毎日アスピリン服用が結腸がん再発リスクを半減

新しい臨床試験の結果、アスピリンを毎日服用することで、初期治療後の結腸がん再発リスクを半分以上低減できる可能性が示されました。この画期的な研究は、9月17日にNew England Journal of Medicineに掲載されました。

PIK3遺伝子変異を持つ患者における顕著な効果

特に、細胞の成長と分裂を調節するPIK3遺伝子変異によって引き起こされる結腸がん患者において、アスピリンの毎日服用はがん再発リスクを55%減少させることが明らかになりました。
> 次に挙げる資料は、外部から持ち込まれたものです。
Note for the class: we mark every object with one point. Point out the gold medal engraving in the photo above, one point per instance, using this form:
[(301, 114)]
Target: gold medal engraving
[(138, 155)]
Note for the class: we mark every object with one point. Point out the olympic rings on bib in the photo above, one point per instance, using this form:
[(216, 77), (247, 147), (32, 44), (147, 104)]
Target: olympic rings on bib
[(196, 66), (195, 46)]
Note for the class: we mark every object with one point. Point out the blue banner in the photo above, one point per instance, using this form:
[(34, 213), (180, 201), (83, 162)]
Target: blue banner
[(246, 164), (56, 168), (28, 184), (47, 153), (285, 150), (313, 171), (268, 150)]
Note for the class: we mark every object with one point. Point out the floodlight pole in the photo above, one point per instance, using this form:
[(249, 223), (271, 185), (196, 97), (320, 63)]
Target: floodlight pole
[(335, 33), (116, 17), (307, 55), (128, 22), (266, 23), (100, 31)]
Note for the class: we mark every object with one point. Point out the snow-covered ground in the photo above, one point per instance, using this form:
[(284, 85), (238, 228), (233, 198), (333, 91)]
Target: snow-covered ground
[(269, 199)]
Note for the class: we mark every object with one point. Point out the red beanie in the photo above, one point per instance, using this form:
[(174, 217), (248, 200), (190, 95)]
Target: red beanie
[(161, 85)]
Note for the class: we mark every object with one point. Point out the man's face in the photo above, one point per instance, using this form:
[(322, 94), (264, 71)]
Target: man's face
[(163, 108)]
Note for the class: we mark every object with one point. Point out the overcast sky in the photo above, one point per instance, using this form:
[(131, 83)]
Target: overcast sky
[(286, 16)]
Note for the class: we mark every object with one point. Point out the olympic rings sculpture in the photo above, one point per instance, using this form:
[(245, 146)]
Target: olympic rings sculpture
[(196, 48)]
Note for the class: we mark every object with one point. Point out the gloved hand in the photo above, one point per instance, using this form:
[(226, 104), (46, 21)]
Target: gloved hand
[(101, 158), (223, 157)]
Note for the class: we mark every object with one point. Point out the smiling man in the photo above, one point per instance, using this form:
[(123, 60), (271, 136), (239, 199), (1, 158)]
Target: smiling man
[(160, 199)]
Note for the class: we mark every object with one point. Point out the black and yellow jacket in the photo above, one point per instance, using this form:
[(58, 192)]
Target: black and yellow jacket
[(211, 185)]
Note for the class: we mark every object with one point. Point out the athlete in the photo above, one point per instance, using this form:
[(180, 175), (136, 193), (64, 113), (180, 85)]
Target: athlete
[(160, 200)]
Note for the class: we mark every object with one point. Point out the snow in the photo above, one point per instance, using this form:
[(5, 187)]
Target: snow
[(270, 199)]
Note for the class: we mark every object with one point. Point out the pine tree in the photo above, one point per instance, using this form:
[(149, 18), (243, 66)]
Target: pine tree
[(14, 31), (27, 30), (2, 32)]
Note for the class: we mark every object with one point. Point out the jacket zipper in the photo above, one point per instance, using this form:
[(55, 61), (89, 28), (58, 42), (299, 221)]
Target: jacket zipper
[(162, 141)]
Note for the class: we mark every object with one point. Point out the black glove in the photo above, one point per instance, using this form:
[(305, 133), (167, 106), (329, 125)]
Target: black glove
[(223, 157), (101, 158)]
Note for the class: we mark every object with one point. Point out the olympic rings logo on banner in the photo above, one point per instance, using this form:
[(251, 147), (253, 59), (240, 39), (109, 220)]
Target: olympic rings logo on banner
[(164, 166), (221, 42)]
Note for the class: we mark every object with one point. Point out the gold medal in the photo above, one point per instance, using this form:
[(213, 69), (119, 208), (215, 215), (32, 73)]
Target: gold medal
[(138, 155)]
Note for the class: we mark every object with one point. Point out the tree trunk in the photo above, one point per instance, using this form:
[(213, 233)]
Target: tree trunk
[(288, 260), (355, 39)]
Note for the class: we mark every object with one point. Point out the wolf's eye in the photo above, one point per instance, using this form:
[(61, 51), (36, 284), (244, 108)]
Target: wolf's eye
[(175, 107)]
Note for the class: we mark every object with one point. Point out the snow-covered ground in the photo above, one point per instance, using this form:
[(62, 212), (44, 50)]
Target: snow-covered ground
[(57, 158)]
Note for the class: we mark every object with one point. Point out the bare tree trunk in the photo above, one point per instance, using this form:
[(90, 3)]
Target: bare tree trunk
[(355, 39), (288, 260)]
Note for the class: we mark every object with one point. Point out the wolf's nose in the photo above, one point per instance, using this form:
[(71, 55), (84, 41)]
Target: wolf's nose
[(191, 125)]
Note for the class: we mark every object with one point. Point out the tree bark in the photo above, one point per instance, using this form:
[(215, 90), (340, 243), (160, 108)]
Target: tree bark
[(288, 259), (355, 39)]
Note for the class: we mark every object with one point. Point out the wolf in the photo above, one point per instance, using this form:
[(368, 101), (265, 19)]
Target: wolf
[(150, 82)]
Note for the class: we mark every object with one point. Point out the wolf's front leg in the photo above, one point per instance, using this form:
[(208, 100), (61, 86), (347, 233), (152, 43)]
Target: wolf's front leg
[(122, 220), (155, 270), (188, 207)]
主任研究者であるスウェーデンのカロリンスカ研究所のAnna Martling教授は、アスピリンが「世界中で容易に入手でき、多くの現代のがん治療薬と比較して非常に安価である」という点で、そのポジティブな側面を強調しています。

研究の概要と精密医療への応用

この研究では、PIK3遺伝子変異を持ち、既にがんの外科手術を受けた626名の結腸がん患者が対象となりました。患者たちは、スウェーデン、ノルウェー、デンマーク、フィンランドの33病院から集められ、毎日160mgのアスピリンまたはプラセボを3年間服用しました。

Martling教授は、「アスピリンは精密医療治療として全く新しい文脈でテストされている」と述べ、「これは、遺伝子情報を用いて治療を個別化し、同時に資源と苦痛の両方を節約できる明確な例である」と、その意義を強調しています。

作用機序の可能性

アスピリンががん再発リスクを低減する正確なメカニズムはまだ完全には解明されていませんが、研究者たちは、薬の抗炎症作用血液希釈作用、および腫瘍細胞増殖抑制作用が複合的に作用し、がん細胞にとって不利な環境を作り出している可能性が高いと考えています。